If such an initiative could be carried out, the methodologies and equipment that support the national meteorological and hydrological services would be improved, in order to increase and improve the understanding of climate change and the disasters it generates. This would contribute to a better functioning of early warning systems.

This is the first step in achieving this objective, for which marked interest is placed in the elaboration, development and design phase of the initiative. The international nature of the project requires the creation of an inclusive and flexible framework that allows comprehensive and functional coordination of all the early warning systems that the training project will reach.

The Caribbean is a region highly vulnerable to natural disasters, not only because it is located in an area of the planet very active in extreme weather events, but also because it has a weak macroeconomic structure, which does not allow them to apply all the current developments in science and technology to face and prevent them.

Developing economies, many of them small islands in the middle of one of the most unstable seas, the Caribbean Sea, with low incomes, in some cases marked by insecure or unstable political and social environments. The confluence of all these problems directly affects the level of impact of meteorological phenomena in the Caribbean, which each year causes many losses of human lives and millions of dollars in economic damage.

The new initiative supported by the World Meteorological Organization (WMO) and the UN Office for Disaster Risk Reduction (UNDRR) aims at filling these gaps and begin a path of strengthening and developing the sector.

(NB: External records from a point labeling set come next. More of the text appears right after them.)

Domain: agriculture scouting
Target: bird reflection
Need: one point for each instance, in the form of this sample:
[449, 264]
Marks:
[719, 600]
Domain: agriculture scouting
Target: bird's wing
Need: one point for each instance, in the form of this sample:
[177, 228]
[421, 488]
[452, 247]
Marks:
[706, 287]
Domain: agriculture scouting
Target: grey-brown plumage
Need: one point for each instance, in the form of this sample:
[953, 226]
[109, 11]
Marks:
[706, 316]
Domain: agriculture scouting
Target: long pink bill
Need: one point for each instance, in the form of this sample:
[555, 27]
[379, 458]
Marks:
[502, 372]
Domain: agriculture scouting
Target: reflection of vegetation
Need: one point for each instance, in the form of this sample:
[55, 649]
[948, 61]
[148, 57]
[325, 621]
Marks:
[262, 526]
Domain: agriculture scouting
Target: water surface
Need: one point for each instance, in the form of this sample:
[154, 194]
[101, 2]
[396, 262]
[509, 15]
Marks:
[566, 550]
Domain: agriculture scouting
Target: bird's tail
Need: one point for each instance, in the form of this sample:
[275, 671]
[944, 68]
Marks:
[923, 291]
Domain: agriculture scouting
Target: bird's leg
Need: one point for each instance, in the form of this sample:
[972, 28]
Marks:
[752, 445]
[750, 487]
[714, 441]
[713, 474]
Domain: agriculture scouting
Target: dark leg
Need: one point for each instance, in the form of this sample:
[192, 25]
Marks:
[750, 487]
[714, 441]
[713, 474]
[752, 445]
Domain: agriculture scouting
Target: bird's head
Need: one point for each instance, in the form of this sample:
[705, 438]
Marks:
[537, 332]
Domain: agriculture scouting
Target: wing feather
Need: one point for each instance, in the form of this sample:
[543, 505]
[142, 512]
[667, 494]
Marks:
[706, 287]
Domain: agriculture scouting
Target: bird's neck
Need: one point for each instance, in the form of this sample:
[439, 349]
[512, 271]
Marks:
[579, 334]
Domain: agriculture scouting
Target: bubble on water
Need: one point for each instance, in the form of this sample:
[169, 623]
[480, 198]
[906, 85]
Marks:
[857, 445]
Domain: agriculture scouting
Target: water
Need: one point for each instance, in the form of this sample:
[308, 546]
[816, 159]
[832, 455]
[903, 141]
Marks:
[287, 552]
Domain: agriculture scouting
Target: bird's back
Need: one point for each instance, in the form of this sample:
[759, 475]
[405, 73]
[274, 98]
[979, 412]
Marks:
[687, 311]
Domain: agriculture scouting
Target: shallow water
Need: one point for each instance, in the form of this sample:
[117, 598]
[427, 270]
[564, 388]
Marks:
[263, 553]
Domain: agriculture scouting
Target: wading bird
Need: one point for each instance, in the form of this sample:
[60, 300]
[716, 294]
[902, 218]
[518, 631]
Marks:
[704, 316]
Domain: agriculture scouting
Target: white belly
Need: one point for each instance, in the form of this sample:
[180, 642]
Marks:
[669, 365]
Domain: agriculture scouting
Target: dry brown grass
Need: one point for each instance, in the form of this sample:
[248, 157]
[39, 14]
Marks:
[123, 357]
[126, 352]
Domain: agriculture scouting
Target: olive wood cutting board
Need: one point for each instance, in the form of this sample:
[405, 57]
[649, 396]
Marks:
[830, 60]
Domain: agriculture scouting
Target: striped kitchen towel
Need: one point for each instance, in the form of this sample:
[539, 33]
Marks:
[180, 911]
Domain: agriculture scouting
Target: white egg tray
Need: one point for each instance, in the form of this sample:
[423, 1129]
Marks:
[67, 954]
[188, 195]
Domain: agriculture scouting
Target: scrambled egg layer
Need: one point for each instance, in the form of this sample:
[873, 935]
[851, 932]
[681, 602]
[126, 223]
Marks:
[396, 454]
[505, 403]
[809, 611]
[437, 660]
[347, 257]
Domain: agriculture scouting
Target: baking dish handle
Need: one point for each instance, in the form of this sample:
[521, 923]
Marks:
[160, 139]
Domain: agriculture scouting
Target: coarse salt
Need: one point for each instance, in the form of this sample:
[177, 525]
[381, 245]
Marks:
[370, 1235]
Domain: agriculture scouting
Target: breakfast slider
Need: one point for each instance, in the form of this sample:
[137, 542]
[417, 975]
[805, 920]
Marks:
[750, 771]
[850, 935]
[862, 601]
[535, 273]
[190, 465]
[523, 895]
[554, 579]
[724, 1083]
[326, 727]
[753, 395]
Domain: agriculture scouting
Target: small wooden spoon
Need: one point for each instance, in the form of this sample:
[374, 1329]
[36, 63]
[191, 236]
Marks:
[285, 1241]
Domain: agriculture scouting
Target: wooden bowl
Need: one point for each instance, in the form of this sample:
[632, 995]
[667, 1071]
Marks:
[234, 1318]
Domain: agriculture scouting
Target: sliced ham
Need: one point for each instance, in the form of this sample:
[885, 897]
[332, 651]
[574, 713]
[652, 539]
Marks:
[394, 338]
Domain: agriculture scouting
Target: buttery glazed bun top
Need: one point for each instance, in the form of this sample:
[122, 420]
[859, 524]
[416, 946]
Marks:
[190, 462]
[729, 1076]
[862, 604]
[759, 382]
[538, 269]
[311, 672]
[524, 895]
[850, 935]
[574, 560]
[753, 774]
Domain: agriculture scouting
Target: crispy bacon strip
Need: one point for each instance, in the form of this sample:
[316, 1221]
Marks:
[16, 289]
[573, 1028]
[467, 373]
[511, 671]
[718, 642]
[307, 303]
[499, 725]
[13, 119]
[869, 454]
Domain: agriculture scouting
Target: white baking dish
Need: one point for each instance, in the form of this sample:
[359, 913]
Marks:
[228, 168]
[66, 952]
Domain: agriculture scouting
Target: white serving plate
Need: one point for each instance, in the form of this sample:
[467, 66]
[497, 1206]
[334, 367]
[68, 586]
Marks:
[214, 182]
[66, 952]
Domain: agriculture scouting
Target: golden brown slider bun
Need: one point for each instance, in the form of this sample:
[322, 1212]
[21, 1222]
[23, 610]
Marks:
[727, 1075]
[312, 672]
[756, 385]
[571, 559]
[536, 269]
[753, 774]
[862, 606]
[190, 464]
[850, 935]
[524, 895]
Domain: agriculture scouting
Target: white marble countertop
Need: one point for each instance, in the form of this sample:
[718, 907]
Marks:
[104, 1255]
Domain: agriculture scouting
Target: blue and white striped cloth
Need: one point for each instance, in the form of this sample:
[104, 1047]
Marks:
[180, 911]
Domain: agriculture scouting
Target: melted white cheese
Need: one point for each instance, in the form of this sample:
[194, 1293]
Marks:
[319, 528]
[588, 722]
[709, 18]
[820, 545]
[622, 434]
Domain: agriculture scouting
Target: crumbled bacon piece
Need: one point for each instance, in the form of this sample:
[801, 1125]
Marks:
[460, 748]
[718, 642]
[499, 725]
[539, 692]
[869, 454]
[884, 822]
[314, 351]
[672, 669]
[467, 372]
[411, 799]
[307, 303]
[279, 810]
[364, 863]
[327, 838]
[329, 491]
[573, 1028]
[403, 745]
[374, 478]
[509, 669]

According to a new report by the World Meteorological Organization (WMO), temperatures in the region have risen by an average of 0.2 °C per decade over the past 30 years, the highest rate ever recorded. This increase has triggered a series of extreme events that have seriously affected the region's population and economy.

WMO Secretary-General Petteri Taalas noted that tropical cyclones, intense rainfall and flooding, as well as severe multi-year droughts, have caused loss of life and multi-billion dollar economic damage through 2022. However, this is not over yet. Rising sea levels and warming oceans pose increasing risks to livelihoods, ecosystems and coastal economies.